E’ evidente come l’utilizzo degli Sms, come di tutti gli strumenti di marketing necessari per mantenere vivo il rapporto con l’utente finale e/o il cliente, rientri sotto la regolamentazione prevista in ambito UE dal Gdpr, e proprio per questo non sia consigliabile sfruttare il sistema di messaggistica come primo canale per entrare in contatto con il pubblico, anche in relazione alla maggiore “sensibilità” del numero di cellulare – rispetto per esempio all’email – mentre sia particolarmente vantaggioso il suo utilizzo anche per vendere, fidelizzare e acquisire nuovi clienti a seguito di un primo contatto instaurato sfruttando altri canali, con il vantaggio, oggi, per esempio, di riuscire a guidare il cliente/consumatore direttamente su una proposta di acquisto e una landing page dedicata nel caso in cui l’Sms, come ci si augura, sia ricevuto su uno smartphone. 

Nessuno probabilmente si fiderebbe di un brand che come primo approccio utilizza l’invio di un Sms, mentre gradirebbe di sicuro la certezza di una conferma via Sms di un servizio attivato già con altri canali, così come la possibilità di essere raggiunto in modo tempestivo anche solo con un minimo di connettività.

Per questa peculiarità è quindi consigliabile da parte delle aziende un utilizzo ben ponderato del sistema, sia per quanto riguarda la frequenza di invio, sia per quanto riguarda tempistiche e modalità, mentre già la tecnologia stessa suggerisce come preferibile l’invio di messaggi brevi, piuttosto che di una serie di Sms che frammentano la comunicazione e comunque possono indisporre nella ricezione.

Questa serie di considerazioni evidenzia altresì come sia impensabile oggi sfruttare i messaggi testuali al di fuori di una strategia di comunicazione multicanale coordinata attraverso le diverse piattaforme oggi disponibili. Gli invii via Sms potranno essere preferiti per esempio nel caso di comunicazioni estremamente personalizzate, magari in occasioni speciali, con proposte commerciali particolarmente vantaggiose.

Il modello di suite per i Rich Communication Services come proposto da Interop Technologies
Il modello di suite per i Rich Communication Services come proposto da Interop Technologies

In questo ambito è importante accennare anche alla possibilità di utilizzo dei protocolli Rcs (acronimo di Rich Communication Services) che rendono possibile realizzare comunicazioni molto più ricche di funzionalità rispetto agli Sms, con la possibilità di condividere immagini ad alta risoluzione, Gif animate, video e file.

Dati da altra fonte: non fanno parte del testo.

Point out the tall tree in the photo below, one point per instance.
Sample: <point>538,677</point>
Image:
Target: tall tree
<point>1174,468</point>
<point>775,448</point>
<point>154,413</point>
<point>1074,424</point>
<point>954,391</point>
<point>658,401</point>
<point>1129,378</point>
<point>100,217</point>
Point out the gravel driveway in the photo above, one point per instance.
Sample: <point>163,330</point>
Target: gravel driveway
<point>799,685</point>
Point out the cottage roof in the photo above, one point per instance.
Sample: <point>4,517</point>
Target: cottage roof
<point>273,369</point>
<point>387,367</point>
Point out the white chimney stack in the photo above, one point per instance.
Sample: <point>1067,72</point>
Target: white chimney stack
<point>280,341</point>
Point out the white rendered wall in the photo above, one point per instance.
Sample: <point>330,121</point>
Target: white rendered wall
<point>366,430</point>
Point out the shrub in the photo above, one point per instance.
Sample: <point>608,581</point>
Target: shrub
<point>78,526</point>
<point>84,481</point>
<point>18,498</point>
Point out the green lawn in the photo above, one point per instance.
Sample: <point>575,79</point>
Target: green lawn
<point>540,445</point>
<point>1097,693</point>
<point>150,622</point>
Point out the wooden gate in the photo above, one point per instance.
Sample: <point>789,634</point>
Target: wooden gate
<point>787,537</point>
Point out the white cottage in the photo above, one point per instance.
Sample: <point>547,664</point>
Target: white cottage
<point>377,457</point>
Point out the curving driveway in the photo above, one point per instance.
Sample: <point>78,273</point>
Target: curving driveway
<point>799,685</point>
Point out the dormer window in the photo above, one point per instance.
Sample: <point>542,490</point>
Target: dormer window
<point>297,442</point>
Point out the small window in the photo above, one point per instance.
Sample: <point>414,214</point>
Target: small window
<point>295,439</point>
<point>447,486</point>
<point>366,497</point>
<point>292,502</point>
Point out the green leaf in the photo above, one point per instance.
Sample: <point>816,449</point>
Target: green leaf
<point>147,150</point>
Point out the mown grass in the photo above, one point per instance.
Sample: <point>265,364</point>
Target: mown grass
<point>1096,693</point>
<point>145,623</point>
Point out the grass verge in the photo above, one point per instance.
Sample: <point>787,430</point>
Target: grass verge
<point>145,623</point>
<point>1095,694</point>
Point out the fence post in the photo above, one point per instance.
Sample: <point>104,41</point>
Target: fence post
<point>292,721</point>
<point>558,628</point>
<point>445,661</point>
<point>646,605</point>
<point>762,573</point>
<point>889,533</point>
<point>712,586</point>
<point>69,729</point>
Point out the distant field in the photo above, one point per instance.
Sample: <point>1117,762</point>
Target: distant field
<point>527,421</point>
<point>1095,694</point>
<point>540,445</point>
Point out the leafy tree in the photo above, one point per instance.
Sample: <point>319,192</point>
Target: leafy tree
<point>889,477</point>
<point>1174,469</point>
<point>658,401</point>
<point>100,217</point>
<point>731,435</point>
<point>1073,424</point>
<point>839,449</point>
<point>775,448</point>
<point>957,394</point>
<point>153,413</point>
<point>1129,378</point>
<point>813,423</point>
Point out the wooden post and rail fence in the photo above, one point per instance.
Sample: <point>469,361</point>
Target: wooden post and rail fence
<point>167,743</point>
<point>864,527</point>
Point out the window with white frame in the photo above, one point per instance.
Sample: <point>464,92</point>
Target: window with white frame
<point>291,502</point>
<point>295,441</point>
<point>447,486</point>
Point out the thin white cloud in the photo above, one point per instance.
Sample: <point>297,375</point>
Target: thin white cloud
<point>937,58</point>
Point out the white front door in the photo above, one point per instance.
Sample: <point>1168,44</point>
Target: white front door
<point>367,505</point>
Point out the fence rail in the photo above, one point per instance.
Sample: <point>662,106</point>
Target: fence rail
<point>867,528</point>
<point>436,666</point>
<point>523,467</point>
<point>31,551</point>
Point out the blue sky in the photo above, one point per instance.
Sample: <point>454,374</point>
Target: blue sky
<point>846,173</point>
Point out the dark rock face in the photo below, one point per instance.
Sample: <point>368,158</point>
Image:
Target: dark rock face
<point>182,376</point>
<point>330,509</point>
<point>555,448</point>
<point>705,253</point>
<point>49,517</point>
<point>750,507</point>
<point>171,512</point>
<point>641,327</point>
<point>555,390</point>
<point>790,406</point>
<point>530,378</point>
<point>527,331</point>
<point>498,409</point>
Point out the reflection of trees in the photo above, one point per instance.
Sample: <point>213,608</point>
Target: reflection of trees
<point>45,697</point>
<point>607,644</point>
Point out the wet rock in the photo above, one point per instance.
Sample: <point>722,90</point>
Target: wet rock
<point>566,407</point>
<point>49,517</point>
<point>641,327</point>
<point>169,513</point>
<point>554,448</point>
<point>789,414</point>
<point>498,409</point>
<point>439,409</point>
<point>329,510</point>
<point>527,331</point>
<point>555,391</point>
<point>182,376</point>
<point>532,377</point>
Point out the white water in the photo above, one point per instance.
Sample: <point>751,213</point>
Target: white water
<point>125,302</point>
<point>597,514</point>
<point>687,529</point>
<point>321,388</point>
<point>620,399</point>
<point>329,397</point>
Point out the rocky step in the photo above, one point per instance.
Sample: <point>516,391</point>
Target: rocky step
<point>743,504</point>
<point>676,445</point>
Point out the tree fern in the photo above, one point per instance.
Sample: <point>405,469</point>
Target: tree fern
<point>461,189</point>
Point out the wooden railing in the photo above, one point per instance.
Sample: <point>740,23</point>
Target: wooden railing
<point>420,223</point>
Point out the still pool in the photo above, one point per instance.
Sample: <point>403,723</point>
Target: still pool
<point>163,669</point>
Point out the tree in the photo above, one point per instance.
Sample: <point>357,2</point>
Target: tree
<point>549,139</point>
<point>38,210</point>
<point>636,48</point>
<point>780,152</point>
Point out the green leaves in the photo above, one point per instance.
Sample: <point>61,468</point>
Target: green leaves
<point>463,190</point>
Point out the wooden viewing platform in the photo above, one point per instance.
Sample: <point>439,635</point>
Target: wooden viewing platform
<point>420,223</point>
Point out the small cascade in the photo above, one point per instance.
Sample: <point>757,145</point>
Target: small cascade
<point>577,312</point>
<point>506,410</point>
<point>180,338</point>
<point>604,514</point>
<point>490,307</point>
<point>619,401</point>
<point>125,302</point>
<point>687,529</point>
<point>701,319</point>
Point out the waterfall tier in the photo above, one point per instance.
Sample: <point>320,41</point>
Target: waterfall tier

La loro natura, che per certi aspetti potenzia l’effetto comunicativo, potrebbe risultare in volumi meno efficace e più fastidiosa, ma è un dato di fatto che i trend di sviluppo di questa tecnologia, relativamente giovane ma in crescita – il protocollo esiste dal 2008 ma passi avanti sono poi arrivati solo in occasione di Mwc 2016 e con il supporto da parte di Google dal 2019 che lo utilizza per l’app Messaggi -, non hanno al momento per nulla avvicinato il volume di traffico generato per le comunicazioni di marketing e di servizi via Sms, anche per il mancato supporto uniforme da parte di tutti gli operatori.